Basidiobolomycosis: an unusual, mysterious, and emerging endemic fungal infection
Published in Paediatrics and International Child Health, 2018
Jamie Bering, Neema Mafi, Holenarasipur R. Vikram
Entomophthoramycosis refers to subcutaneous chronic granulomatous infection caused by fungi of the order entomophthorales in tropical and subtropical countries. The two forms of entomophthoramycosis includes conidiobolomycosis (caused by Conidiobolus coronatus and C. incongruus), and Basidiobolomycosis (caused by B. ranarum). Although B. ranarum is found worldwide, basidiobolomycosis is endemic to the tropical and subtropical areas of South America, Africa, Asia, and the southwestern United States. It is a saprophytic fungus typically found in decaying plants, soil, and gastrointestinal tract of amphibians, fish, bats, reptiles, and insects [1–3]. Fifty percent of trapped reptiles and amphibians in Florida were found to be colonized with Basidiobolus [4]. It is hypothesised that insects and arthropods consume B. ranarum found on vegetation and organic matter, which in turn fall prey to lizards, frogs, and other animals. They might be responsible for further disseminating the fungus in the environment [5].The precise mechanism of human exposure and acquisition of B. ranarum is incompletely understood. Despite widespread presence of B. ranarum in the environment, human infection is extremely uncommon and is thought to result from insect bites, local inoculation, or minor trauma.

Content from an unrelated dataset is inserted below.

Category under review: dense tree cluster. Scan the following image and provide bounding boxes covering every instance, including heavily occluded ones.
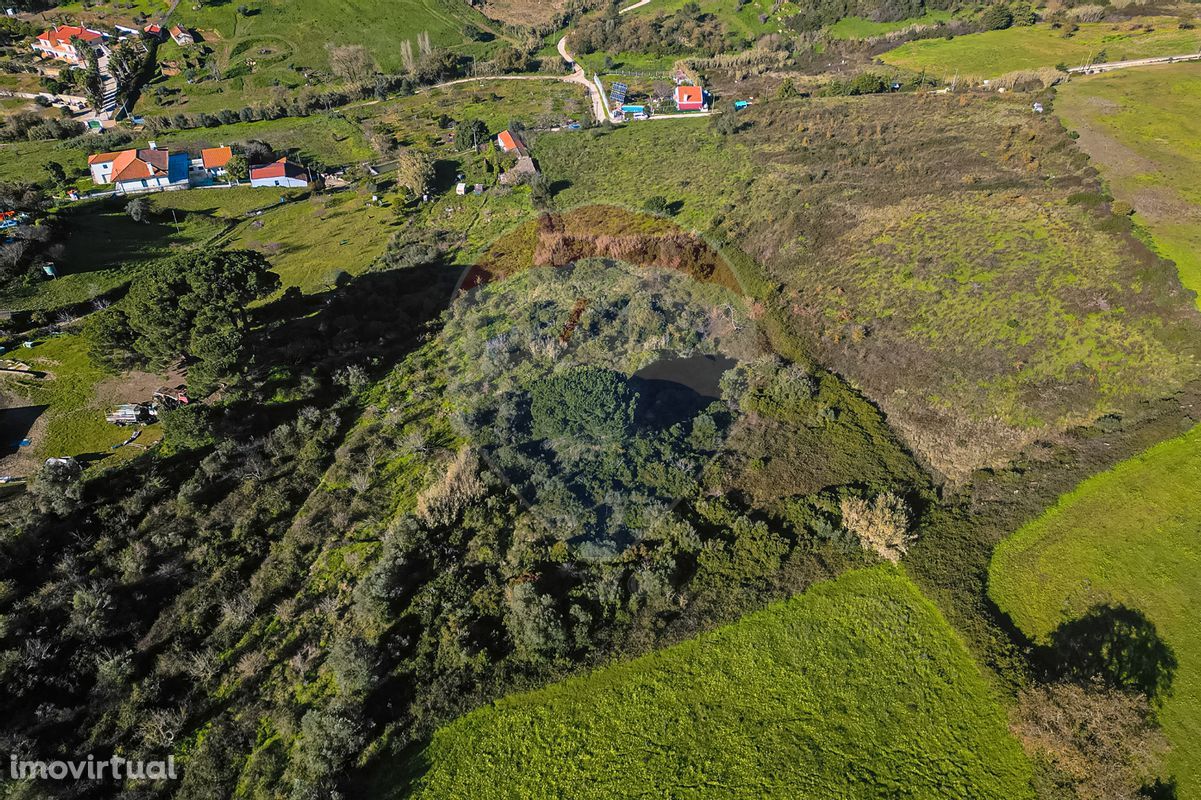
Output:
[85,250,279,393]
[572,2,746,55]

For example, walking through contaminated soil or using decaying leaves for cleansing after a bowel movement have been implicated as activities leading to direct inoculation and infection [3]. One of the earliest reports of human infection with B. ranarum describes two young children who contracted subcutaneous basidiobolomycosis of the chest wall in Indonesia [6]. Humans may also be exposed to B. ranarum through unintentional ingestion of contaminated soil, fruits and vegetables as evidenced by a report of an eight-month-old child who contracted gastrointestinal basidiobolomycosis after consumption of a lizard, and several case reports and case series of gastrointestinal basidiobolomycosis, wherein extensive involvement of abdominal organs occurred in the absence of subcutaneous infection [2, 7]. Although clear-cut predisposing conditions have not been established for systemic infection beyond subcutaneous tissues, certain host factors such as gastric acid suppression, gastrectomy, diabetes, and duration of residence in endemic areas may enhance risk of infection [8, 9].